Under the arrangement, custodial staff members collect commingled containers and mixed paper at all desks. They also collect compost from kitchens, restrooms (paper towels), conference rooms and common areas.
The program enables recycling and composting not only by county employees but also by the public. Clearly labeled composting and recycling bins, for instance, now stand in numerous public locations.
“This pilot will help us structure and implement a zero-waste program for all county buildings, as well as provide a model for local businesses to follow as they implement zero-waste strategies,” Boulder County Sustainability Coordinator Ann Livingston said.

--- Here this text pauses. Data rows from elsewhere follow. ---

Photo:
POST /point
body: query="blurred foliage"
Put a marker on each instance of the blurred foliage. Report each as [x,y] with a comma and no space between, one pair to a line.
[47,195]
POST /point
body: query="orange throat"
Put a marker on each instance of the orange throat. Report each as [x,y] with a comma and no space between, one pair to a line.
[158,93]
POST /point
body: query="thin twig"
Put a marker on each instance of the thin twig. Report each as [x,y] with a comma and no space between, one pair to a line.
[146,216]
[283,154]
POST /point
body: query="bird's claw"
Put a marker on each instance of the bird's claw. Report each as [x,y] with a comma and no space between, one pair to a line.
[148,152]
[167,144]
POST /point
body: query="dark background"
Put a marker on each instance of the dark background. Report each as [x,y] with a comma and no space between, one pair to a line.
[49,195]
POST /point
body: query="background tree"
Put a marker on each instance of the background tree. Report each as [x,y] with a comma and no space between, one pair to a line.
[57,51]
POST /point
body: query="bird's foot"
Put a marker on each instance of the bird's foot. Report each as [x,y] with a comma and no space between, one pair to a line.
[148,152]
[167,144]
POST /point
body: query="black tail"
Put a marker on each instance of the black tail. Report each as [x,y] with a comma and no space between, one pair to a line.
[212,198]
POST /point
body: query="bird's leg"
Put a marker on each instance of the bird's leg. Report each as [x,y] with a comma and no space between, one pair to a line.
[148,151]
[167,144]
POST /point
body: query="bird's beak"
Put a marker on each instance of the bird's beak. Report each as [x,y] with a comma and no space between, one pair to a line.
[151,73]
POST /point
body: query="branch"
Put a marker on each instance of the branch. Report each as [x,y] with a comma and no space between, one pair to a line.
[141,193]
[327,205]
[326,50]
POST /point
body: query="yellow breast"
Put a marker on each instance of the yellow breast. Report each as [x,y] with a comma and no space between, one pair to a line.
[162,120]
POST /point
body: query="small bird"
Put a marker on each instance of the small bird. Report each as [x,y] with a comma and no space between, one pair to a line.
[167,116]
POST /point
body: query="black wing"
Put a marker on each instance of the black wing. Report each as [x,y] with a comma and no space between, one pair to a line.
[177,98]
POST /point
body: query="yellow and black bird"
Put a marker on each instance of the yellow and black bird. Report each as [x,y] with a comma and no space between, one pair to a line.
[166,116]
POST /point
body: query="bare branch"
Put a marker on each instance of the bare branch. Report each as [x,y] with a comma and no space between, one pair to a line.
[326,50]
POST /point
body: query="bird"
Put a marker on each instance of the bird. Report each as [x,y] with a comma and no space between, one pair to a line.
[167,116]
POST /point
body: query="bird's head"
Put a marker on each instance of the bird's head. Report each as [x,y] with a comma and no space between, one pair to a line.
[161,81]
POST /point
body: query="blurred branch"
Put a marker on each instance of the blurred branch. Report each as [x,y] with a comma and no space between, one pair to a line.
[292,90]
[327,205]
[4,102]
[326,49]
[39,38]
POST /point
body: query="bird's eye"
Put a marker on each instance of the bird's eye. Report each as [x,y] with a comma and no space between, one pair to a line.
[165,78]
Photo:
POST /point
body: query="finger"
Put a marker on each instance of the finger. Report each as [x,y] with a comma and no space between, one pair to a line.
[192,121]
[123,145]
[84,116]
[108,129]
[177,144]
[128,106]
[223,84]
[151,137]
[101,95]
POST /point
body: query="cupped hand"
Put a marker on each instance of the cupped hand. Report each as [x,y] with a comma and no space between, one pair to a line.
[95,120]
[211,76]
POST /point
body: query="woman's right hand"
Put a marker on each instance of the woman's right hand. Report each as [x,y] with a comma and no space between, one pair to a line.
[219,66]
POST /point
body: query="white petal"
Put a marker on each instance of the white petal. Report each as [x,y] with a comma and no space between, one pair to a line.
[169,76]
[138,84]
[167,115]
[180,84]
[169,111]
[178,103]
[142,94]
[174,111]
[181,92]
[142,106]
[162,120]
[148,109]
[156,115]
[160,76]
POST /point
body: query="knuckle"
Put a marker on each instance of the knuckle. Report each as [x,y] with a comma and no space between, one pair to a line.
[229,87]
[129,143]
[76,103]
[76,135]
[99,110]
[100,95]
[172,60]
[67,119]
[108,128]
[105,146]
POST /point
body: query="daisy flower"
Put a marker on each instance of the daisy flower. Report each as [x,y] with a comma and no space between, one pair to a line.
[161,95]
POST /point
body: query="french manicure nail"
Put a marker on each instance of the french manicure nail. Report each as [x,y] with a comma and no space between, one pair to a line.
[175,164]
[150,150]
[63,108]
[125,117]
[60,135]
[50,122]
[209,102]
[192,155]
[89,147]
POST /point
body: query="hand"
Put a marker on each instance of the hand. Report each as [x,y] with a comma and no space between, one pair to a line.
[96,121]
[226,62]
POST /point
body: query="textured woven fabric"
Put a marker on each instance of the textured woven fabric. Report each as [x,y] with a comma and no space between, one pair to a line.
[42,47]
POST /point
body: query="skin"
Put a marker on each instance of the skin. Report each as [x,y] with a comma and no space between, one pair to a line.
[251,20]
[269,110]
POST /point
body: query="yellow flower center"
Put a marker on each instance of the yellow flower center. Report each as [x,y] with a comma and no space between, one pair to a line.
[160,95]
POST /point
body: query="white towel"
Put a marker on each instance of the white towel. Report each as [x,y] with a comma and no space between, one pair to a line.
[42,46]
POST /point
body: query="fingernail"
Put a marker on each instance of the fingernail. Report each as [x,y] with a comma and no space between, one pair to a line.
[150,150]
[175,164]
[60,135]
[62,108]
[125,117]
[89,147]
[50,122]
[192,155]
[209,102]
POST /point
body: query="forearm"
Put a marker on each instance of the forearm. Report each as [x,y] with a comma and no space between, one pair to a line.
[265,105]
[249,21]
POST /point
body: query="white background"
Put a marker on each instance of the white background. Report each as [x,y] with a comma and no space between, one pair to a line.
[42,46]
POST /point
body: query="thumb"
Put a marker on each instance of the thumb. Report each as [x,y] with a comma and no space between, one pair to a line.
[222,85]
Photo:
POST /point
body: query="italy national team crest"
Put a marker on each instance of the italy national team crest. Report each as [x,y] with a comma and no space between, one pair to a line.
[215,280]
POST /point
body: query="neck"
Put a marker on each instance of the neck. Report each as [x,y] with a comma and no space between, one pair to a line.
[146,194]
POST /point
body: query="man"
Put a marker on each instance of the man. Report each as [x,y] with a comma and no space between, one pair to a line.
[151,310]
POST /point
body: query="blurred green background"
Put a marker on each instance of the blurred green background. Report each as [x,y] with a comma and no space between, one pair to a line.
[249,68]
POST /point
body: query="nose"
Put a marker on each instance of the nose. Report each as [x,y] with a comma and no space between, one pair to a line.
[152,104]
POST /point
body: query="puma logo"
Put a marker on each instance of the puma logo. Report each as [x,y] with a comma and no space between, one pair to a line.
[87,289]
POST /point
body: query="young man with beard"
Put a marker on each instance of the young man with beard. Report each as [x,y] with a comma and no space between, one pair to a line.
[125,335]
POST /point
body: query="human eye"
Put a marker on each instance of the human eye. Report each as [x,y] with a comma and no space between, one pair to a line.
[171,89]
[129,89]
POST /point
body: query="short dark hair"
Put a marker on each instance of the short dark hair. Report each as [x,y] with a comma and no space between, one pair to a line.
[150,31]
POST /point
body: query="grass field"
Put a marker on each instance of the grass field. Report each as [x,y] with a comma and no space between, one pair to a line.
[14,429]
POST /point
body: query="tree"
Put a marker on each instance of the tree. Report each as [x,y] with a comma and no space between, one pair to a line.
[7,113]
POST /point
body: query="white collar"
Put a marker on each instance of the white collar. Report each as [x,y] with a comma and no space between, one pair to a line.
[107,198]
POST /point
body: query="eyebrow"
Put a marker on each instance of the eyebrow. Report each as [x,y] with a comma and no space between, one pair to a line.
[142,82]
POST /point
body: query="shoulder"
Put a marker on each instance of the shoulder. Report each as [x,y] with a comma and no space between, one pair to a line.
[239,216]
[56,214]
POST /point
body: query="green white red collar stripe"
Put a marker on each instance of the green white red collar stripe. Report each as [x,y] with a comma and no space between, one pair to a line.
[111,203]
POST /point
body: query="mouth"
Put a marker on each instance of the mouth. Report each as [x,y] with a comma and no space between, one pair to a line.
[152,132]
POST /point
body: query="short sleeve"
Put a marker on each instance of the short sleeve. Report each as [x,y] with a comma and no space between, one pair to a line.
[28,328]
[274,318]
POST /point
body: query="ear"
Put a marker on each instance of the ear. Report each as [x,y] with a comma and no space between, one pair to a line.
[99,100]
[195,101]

Zero Waste Resolution adopted in 2005
The pilot is a key step in helping Boulder County meet the goals set forth in its Zero Waste Resolution, adopted in 2005, which calls for a 50 percent diversion rate (the amount of waste diverted from the landfill) by 2010.
“You’d be surprised how much you can divert from your trash can,” said Eric Heyboer, resource conservation specialist for the Boulder County Resource Conservation Division. “And it’s not just about saving space in landfills—a zero-waste approach saves energy, reduces pollution and conserves natural resources.”
In addition to the full zero-waste pilot program, five office complexes in Boulder and Longmont have been participating in a composting pilot program since 2006, in which county employees volunteer to maintain compost bins located throughout their buildings.
Recycling has long been a tradition at Boulder County, and recycling bins for commingled containers and mixed paper products are located at all county offices.
The county’s efforts also extend to educating the public about reducing, reusing, recycling and composting. The Boulder County Resource Conservation Division regularly hosts free tours of the recycling center and offers public compost workshops to teach individuals easy ways to turn their yard and food waste into rich soil amendments.
In 2006, Boulder County facilities diverted 27 percent of waste
In 2006, according to the county, Boulder County facilities:
- Attained a 27 percent diversion rate (the amount of waste diverted from landfills).
- Recycled 189 tons of mixed paper, cardboard and confidential documents—47 tons more than in 2005.
- Recycled 8.6 tons of commingled containers.
- Recycled 8.1 tons of electronic waste.
- Composted 2,900 pounds of organic material via the office-composting program.
By diverting these materials, Boulder County:
- Saved enough energy to power 100 Colorado homes for an entire year.
- Saved enough water to supply the entire city of Louisville, Colo., for one day.
- Saved enough paper/fiber to save 3,200 trees.
- Prevented 116 garbage trucks from dumping at the landfill.